Italienische Erstaufführung: 01.02.1973
Score: Ennio Morricone
OFDb
Mit fast allem hätte die freimütige Maddalena (Lisa Gastoni) an ihrem diesjährigen Geburtstag gerechnet, nur nicht damit, dass ihr ihre Freunde an diesem Abend einen lang gehegten Wunsch erfüllen, und zwar die Verführung eines zölibatären Priesters. Hierzu kidnappt ihr ihr sauberer Freundeskreis in der Silvesternacht einen ahnungslosen Priester (Eric Woofe) vom Fleck weg, damit die Jubilarin diesen nach allen Regeln der Verlockungskunst genussvoll in den Wahnsinn verführen kann. Doch als Maddalena dem regungslosen Priester von Angesicht zu Angesicht gegenüber steht, empfindet sie plötzlich so etwas wie Scham, denn die Demut die der Geistliche ihr gegenüber ausstrahlt, beeindruckt sie so sehr, dass sie hinsichtlich ihrer bisherigen Lebensweise plötzlich Abscheu verspürt. Was folgt, ist eine stetige Annäherung zweier einsamer Seelen, bei denen allmählich die Gefühle hochkochen. Aufgrund seiner geistigen Berufung und dem damit unwiderruflich verbundenem Zölibatsversprechen, gerät der Priester beim ständigen Anblick der verführerischen Weiblichkeit immer tiefer in einen Gewissenskonflikt, der schlussendlich darin endet, dass er zumindest auf der emotionalen Ebene versucht, der ebenfalls immer verfahrener wirkenden Maddalena die kalte Schulter zu zeigen. Bleibt letztlich die Frage, ob es dem Priester auch tatsächlich gelingen wird, den unablässigen Avancen der verführerischen Maddalena zu widerstehen.
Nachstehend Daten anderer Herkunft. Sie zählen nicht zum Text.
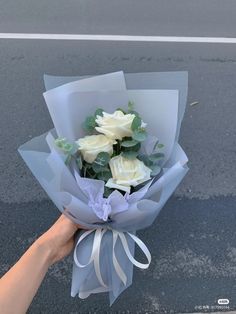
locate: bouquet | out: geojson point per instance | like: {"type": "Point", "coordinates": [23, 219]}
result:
{"type": "Point", "coordinates": [110, 165]}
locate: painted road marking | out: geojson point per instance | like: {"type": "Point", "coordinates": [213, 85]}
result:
{"type": "Point", "coordinates": [90, 37]}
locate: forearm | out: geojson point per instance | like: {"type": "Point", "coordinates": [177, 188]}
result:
{"type": "Point", "coordinates": [19, 285]}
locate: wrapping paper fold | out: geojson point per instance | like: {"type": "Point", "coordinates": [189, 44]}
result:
{"type": "Point", "coordinates": [104, 257]}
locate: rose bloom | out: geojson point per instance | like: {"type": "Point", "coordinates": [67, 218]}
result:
{"type": "Point", "coordinates": [90, 146]}
{"type": "Point", "coordinates": [116, 125]}
{"type": "Point", "coordinates": [127, 173]}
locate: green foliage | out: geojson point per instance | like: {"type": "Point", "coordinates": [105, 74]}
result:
{"type": "Point", "coordinates": [102, 159]}
{"type": "Point", "coordinates": [136, 124]}
{"type": "Point", "coordinates": [99, 112]}
{"type": "Point", "coordinates": [120, 109]}
{"type": "Point", "coordinates": [130, 106]}
{"type": "Point", "coordinates": [79, 162]}
{"type": "Point", "coordinates": [89, 124]}
{"type": "Point", "coordinates": [155, 170]}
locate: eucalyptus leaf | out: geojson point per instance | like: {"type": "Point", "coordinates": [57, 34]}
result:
{"type": "Point", "coordinates": [89, 124]}
{"type": "Point", "coordinates": [79, 162]}
{"type": "Point", "coordinates": [102, 159]}
{"type": "Point", "coordinates": [120, 109]}
{"type": "Point", "coordinates": [99, 112]}
{"type": "Point", "coordinates": [130, 106]}
{"type": "Point", "coordinates": [155, 170]}
{"type": "Point", "coordinates": [68, 160]}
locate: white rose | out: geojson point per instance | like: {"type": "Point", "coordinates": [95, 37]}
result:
{"type": "Point", "coordinates": [116, 125]}
{"type": "Point", "coordinates": [90, 146]}
{"type": "Point", "coordinates": [127, 172]}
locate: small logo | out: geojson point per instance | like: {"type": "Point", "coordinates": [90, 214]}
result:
{"type": "Point", "coordinates": [223, 301]}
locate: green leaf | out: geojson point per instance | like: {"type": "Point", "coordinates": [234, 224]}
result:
{"type": "Point", "coordinates": [130, 154]}
{"type": "Point", "coordinates": [99, 112]}
{"type": "Point", "coordinates": [130, 106]}
{"type": "Point", "coordinates": [89, 124]}
{"type": "Point", "coordinates": [155, 170]}
{"type": "Point", "coordinates": [79, 162]}
{"type": "Point", "coordinates": [136, 123]}
{"type": "Point", "coordinates": [102, 159]}
{"type": "Point", "coordinates": [135, 113]}
{"type": "Point", "coordinates": [140, 135]}
{"type": "Point", "coordinates": [120, 109]}
{"type": "Point", "coordinates": [68, 160]}
{"type": "Point", "coordinates": [129, 143]}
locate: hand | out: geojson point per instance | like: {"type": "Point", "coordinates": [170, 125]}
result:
{"type": "Point", "coordinates": [59, 239]}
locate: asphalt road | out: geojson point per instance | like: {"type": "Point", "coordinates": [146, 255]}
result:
{"type": "Point", "coordinates": [193, 242]}
{"type": "Point", "coordinates": [136, 17]}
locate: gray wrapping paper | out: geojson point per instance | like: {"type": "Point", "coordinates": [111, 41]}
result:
{"type": "Point", "coordinates": [163, 94]}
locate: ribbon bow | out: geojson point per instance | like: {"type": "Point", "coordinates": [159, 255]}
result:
{"type": "Point", "coordinates": [95, 254]}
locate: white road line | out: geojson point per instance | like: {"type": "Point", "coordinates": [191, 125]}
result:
{"type": "Point", "coordinates": [90, 37]}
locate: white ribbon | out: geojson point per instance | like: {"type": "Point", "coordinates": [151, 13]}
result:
{"type": "Point", "coordinates": [95, 254]}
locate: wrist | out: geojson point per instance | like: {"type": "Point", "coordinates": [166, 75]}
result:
{"type": "Point", "coordinates": [45, 250]}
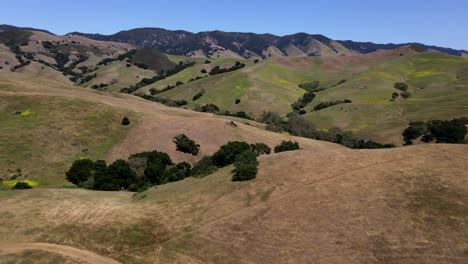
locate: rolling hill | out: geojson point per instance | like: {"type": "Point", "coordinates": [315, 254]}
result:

Nachdem ich diesen außergewöhnlichen Film gestern Abend zum ersten Mal gesehen habe, schlugen zunächst zwei Seelen in meiner Brust. Zwar ließ mich die Handlung zunächst etwas ratlos zurück, aber die traumhafte Bildgestaltung, für die sich kein geringerer als der verdienstvolle Kameramann Gábor Pogány verantwortlich zeigte, zog mich bereits ab der ersten Filmminute in ihren Bann, aus dem es dann auch bis zum bitteren Filmende kein Entrinnen mehr gab. Je mehr sich das Gesehene im Nachhinein aber zu setzen begann, desto faszinierender erschien mir plötzlich auch der Handlungsverlauf. Kurzum: eine sehr beeindruckende und somit sehenswerte Glanzleistung!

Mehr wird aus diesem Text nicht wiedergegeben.